“Burn down your cities and leave our farms, and your cities will spring up again as if by magic; but destroy our farms and the grass will grow in the streets of every city in the country.” William Jennings Bryan

Sunday, March 7, 2010

March 7, 2010


A lot of times I write about the animals here, but have never said much about how they came to live here. With that in mind, I thought Louie’s story might be interesting. I don’t know Louie’s whole story, and it is very doubtful that I ever will, but this is what I do know…

I bought Louie and brought him to the farm in late November 2005. At that time he was called Leroy. “Lee-roy” did not roll off my tongue easily, so I changed his name. I had always liked the very early jazz of Louie Armstrong and his Hot 5 and his Hot 7, so Louie it became.

I bought Leroy from a women outside of Berlin, NJ who had what amounted to be a petting zoo that she would take on the road for kids birthday parties, parades, and fairs. She told me that she had bought Leroy hoping he would pull a carriage, but now she wanted to buy a draft horse for that instead. She had bought Leroy at an auction, and though he was not the choice she really wanted, she felt that if no one picked him up, he’d be off to the slaughter house in Texas the next day. (Unfortunately, unwanted horses are slaughtered and the meat is sold abroad) The auctioneer claimed that Leroy had been a “summer camp” horse; at a camp for overweight kids.

Leroy was not in the best of shape when I bought him. He had “bots” which are tiny flies that lay their eggs in the hair of horses, and the larvae burrow into the skin, causing irritations. Later, by ingestion, the larvae become internal parasites and can cause serious gastrointestinal disorders.

Leroy also had a hoof infection called white line disease, and a bit of thrush.

Besides that, he was lame with arthritis which caused him to stumble, and he was blind in his left eye.

Why would I buy a horse like that, all broken? I don’t know….I just liked him. It’s the only reason I had.

The only other information I have about Louie comes from his tattoo, which is in his inside upper lip. An inside upper lip tattoo is for racehorses. Louie is a Standardbred and a pacer, which means he would most likely have been trained as a trotter. I looked up his tattoo on the website of the United States Trotting Association, and found him. According to their “free” search”, Louie was born on April 15, 1987 in Saratoga NY, and was registered under the name of “Earl’s Lucky Buck”. There are no records that he ever raced.



Unfortunately, and as is the case for many horses, Louie’s whole history can’t be told – it can only be guessed.
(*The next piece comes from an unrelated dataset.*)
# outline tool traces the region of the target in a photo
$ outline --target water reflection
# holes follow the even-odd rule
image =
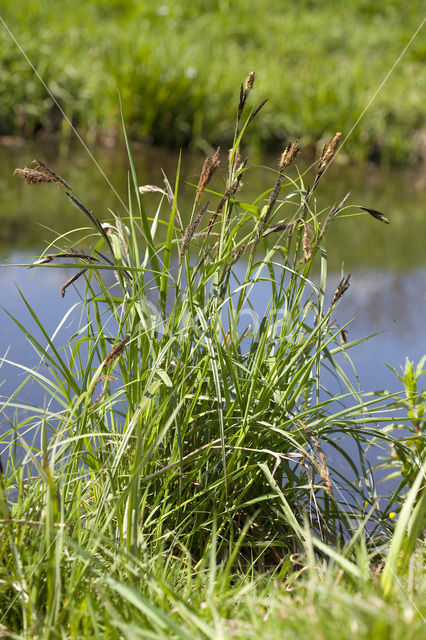
[[[111,219],[109,210],[125,216],[120,198],[127,202],[128,163],[123,149],[100,149],[95,156],[105,177],[80,148],[59,154],[55,147],[29,145],[20,149],[0,148],[0,252],[2,262],[17,252],[34,256],[45,249],[57,233],[67,233],[75,226],[86,226],[84,216],[64,197],[56,185],[30,187],[14,177],[15,167],[29,165],[37,157],[52,166],[81,195],[99,217]],[[180,213],[185,220],[192,210],[194,189],[203,157],[183,154],[182,200]],[[268,164],[273,166],[275,158]],[[135,164],[140,183],[162,185],[162,169],[174,183],[177,154],[158,149],[136,149]],[[212,188],[223,190],[225,168],[215,178]],[[295,168],[292,176],[296,177]],[[240,197],[252,202],[259,193],[274,183],[274,174],[260,166],[252,166],[244,178]],[[305,177],[305,180],[308,179]],[[381,332],[353,352],[364,389],[390,386],[395,388],[393,374],[383,362],[403,364],[405,357],[418,360],[426,352],[424,318],[426,317],[426,252],[424,251],[424,210],[426,195],[416,188],[418,174],[408,171],[379,170],[376,167],[333,166],[319,189],[317,207],[321,210],[351,191],[350,202],[383,211],[391,224],[383,225],[368,214],[343,219],[329,229],[326,246],[329,254],[330,295],[340,274],[352,272],[349,291],[339,306],[341,323],[353,319],[350,339]],[[154,215],[158,195],[147,196],[147,207]],[[355,213],[355,209],[352,210]],[[160,231],[160,230],[159,230]],[[69,239],[72,245],[73,237]],[[19,319],[28,316],[16,285],[30,297],[31,303],[48,329],[53,330],[64,311],[74,301],[70,289],[62,300],[60,286],[70,274],[58,269],[26,271],[2,268],[0,284],[3,305]],[[6,303],[5,303],[6,301]],[[31,364],[32,349],[12,321],[1,323],[2,352],[10,346],[11,359]],[[1,373],[4,379],[4,371]],[[9,372],[2,395],[16,386]]]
Louie has a hairless scar where the nose band of a bridle crosses his nose, strongly indicating that he spent many long days “tacked” up, either for riding or driving. His arthritis underscores again that he was a working horse, and is a clue that he has a lot of hard and long miles behind him. Maybe he was a trail hose at one time. On his right shoulder he has a small scar, and when touched there, his skin twitches because of nerve damage, which makes me wonder if he had a bad wreck (an accident) at one time. I’ve often wondered if the scar and his blind eye are related. Maybe a wreck ended his racing career? I just don’t know…Louie does, but he can’t say.

Pretty much, it’s obvious that whoever owned him at the time of sale thought his useful days were over and put him up for auction.
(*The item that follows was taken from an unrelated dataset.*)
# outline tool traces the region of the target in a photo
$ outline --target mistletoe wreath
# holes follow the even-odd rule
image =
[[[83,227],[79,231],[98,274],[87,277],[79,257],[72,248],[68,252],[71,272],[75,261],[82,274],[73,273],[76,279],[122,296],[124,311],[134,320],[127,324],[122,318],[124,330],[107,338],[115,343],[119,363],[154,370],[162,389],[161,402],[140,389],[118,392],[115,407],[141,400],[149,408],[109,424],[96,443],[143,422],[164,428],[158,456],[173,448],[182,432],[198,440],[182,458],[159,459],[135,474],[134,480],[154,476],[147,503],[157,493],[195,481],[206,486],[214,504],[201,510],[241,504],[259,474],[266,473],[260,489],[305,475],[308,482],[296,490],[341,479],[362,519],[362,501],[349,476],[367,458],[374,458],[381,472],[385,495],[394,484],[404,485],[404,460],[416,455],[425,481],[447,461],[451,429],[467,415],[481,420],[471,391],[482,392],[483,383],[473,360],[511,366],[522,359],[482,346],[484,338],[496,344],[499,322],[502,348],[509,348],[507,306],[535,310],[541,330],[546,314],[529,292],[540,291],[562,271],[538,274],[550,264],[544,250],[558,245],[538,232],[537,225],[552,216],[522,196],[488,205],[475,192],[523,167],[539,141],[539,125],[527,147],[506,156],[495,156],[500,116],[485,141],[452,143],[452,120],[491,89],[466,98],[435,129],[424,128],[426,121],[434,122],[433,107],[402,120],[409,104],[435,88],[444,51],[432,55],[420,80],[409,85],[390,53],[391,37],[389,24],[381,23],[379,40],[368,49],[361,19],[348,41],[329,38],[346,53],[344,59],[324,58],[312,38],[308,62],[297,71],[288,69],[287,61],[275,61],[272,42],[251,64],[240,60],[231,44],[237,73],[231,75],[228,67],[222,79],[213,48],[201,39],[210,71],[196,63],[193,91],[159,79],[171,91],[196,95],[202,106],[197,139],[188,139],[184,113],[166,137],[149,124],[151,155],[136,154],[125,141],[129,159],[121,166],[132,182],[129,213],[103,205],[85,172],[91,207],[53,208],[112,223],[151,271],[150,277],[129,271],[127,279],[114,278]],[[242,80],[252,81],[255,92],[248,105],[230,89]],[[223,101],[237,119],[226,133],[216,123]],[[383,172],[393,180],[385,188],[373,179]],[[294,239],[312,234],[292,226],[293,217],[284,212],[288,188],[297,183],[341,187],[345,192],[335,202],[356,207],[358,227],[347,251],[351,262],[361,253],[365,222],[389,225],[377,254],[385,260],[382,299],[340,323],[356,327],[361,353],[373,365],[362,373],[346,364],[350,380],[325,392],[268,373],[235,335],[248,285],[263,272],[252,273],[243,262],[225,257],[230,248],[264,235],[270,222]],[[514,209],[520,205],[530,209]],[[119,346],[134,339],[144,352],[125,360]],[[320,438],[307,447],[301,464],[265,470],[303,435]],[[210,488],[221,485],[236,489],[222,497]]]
Louie was “lucky”. The petting zoo lady happened to be there at the right time.

Louie is doing really well here. Once he landed on our farm, we got his “bots” cleared up and after a few months of treatment, his hoof diseases remised. We put him on “joint” supplements to help him with his arthritis and inflammation – anymore he hardly stumbles, and he feels good enough to rear up, buck, kick, and sprint around, which he would not do four years ago. There really is nothing we can do for his blind eye. Louie has his own paddock because the other two horses are able to go to his blind side and “pick on him”. But when the horses are together, Louie at 23 years old can out sprint the other two much younger horses hands down, showing that he still has a lot of good years in him! And when I watch him run now, I wonder at how fast he must have been when he was young – it’s hard for me to think that he was too slow to race. He’s done so well here that Kathy and I are proud to say that he is younger now than he was when we got him!
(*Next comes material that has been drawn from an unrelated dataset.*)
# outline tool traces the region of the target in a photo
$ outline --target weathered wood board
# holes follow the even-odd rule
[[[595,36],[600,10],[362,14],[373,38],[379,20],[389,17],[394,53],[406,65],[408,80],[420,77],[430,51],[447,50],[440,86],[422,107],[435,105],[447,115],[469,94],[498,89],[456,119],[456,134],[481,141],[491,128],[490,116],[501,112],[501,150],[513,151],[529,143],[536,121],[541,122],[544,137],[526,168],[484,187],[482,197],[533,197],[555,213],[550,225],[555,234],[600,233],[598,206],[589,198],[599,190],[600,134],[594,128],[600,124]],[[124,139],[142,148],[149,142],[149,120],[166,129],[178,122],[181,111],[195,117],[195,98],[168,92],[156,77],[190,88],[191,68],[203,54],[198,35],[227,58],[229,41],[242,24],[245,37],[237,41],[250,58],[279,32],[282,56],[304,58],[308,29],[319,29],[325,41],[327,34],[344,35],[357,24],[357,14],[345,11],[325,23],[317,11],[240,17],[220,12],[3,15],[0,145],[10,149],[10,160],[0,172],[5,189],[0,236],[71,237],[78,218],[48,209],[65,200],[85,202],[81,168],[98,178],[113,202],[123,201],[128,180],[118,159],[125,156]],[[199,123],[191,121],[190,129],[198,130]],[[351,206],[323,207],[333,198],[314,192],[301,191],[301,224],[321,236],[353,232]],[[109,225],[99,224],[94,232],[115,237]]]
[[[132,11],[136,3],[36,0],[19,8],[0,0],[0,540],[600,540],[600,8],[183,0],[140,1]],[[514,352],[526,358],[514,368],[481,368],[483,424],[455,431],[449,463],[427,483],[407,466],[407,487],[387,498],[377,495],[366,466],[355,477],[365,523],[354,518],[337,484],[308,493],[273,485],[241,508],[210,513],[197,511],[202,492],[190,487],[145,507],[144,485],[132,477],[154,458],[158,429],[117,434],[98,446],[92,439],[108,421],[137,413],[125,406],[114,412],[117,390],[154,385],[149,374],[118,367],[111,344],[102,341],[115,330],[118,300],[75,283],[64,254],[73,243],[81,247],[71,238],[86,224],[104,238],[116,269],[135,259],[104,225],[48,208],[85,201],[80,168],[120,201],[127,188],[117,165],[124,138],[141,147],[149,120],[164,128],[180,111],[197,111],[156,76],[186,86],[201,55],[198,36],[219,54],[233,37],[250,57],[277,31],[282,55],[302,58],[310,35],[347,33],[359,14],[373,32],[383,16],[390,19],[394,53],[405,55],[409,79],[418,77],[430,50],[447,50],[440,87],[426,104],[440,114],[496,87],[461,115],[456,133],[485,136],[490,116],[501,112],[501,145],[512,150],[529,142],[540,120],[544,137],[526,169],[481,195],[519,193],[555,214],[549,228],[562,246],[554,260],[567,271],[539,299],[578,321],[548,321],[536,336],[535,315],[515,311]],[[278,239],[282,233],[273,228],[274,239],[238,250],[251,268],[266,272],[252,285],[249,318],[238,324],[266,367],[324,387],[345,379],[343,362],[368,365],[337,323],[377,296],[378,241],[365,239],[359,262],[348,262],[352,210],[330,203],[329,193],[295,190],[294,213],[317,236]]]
Overall, Louie is a good horse. Sometimes he does get aggressive and we have to be careful around him. We never figured out what causes this – maybe a bad experience somewhere in his past. But other than those now and then moments, he’s pretty tame and friendly, and he has always been an easy and safe mount. He’s the horse that we put kids and first time riders on. He’s the perfect horse for me, and over the past four years he has become one of my best friends…something told me that it would all work out that first time I saw him. I just liked him.